Arts, (lack of) money and the need for inventiveness
The unsurprising news emerged yesterday that many UK arts organisations will have their public funding reduced or cut entirely. The arts generally is always a bit of a soft target, open to a range of criticisms from less eligibility (‘how can you spend money on the arts when there are no many funding shortfalls in health/welfare/education?’) to profligacy to poor taste (‘you mean my taxes paid for that crap to be displayed in the gallery?’).
I have, I confess, very mixed views about this. On the one hand, my own ‘involvement in state funded art’ amounts to reading my stories at a couple of events that received Arts Council and local authority subsidies. That’s probably about as much as any writer does. On the whole we work in a sector of the arts that gets probably less public funding than any other. On the other hand, I’m aware I go to events, exhibitions and the like that cost vastly more to put on than can be paid for through ticket sales, so I’m benefiting from arts funding in that sense.

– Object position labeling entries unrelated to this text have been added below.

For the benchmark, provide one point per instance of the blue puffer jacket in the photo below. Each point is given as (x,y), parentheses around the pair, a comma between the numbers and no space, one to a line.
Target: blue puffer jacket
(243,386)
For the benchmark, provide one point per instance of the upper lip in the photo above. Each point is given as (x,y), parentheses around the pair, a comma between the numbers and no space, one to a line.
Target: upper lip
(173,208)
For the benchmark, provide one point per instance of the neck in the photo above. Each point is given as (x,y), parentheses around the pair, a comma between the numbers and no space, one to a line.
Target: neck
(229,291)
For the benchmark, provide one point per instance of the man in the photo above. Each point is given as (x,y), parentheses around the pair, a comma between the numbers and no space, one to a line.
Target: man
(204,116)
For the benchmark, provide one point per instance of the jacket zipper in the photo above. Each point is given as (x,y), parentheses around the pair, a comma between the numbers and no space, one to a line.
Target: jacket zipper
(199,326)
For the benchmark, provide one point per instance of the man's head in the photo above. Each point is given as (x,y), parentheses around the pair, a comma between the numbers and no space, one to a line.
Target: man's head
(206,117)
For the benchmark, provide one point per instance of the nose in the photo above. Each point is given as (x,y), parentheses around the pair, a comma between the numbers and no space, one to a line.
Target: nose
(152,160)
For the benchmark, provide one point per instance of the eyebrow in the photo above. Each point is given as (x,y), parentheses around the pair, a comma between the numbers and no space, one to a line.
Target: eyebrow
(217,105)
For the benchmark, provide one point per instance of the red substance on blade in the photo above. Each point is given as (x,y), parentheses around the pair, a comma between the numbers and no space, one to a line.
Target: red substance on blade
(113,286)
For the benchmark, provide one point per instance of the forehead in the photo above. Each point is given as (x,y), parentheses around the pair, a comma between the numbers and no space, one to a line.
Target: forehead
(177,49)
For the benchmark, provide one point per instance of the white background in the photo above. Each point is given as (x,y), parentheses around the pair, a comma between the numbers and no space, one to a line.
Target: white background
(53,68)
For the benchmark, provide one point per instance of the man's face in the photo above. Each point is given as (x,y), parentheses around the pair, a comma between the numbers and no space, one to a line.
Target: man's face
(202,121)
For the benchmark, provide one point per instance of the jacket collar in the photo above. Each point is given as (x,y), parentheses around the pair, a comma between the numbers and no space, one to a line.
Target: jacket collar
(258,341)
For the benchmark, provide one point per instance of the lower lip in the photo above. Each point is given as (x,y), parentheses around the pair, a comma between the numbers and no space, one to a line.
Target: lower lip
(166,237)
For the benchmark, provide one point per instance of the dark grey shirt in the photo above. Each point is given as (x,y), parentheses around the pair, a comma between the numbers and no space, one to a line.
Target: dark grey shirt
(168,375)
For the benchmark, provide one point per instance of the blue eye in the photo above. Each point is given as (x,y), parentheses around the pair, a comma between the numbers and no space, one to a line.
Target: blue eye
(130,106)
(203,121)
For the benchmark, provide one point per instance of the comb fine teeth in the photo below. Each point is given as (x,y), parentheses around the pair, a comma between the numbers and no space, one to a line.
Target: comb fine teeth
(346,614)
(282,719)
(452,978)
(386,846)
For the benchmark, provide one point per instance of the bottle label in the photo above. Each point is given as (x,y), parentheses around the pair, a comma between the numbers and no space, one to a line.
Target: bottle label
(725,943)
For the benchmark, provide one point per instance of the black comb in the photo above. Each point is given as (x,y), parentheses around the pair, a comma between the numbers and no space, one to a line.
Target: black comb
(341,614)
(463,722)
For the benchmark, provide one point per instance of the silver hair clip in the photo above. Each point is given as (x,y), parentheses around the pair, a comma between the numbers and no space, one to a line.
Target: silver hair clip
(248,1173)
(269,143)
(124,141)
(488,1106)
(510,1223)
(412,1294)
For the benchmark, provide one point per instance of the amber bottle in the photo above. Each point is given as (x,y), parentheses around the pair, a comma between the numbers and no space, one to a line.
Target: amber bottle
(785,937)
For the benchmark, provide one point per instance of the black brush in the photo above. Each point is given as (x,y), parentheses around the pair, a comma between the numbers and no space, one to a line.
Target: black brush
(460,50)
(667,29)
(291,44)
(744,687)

State funding isn’t always the best kind of funding to have, and a lot of the most innovative work often happens in obscure holes and corners of the art world (I mean ‘art’ in its broadest sense to include the whole spectrum of artistic endeavour), funded in ways that range from impromptu to implausible, and in some cases the artwork itself is carried out in secretive and illegal ways – yes, I’m thinking here mainly of graffiti. But that said, we also need to recognise that what’s obscure and innovative at one point in time is the orthodoxy twenty years later, and that the UK as a whole is a major global producer in the economy of signs and images. It relies heavily on the flow of artistic and cultural talent in all kinds of areas from music to art to scriptwriting, screenwriting, niche areas of film and even niche areas within film such as special effects. And, of course, development of computer games… it would wind up being a long list.
Anyway. Rant over. What intrigued me today was a BBC article, ‘Arts world gets creative in funding crisis‘. Ideas being tried out now are crowdfunding through multiple small donations via the Wedidthis, Sponsume and Wefund websites; sponsoring individual members of an orchestra, with side benefits including dinners with them; venues being opened up to events such as weddings and receptions; and increasing numbers of in-person and online courses in creative areas run by people who have public reputations in those areas.
The arts are being squeezed in all sorts of directions; not just public funding, but the role of the internet in providing free access to many arts products, whether because the artists have to put it out free for promotional reasons, or internet piracy (which in music and now increasingly in writing means that artists get paid nothing for their work and need to build other income streams – live performance or whatever).
It probably won’t all work out alright in the end. There will be casualties along the way, including, probably, the collapse of some well-known and well-respected organisations. The people who are most recession-proofed, however, will be those who’ve struggled without funding already, trying to get their artistic vision across in unconventional ways. I’d hope that those people, who are often the real cutting edge of new art talent, will be able to struggle for a bit longer, become even more inventive about how they operate, and not just survive but prosper. I’m hoping at least some people will find that what doesn’t kill them makes them stronger. And I’m hoping that’s not a vain hope.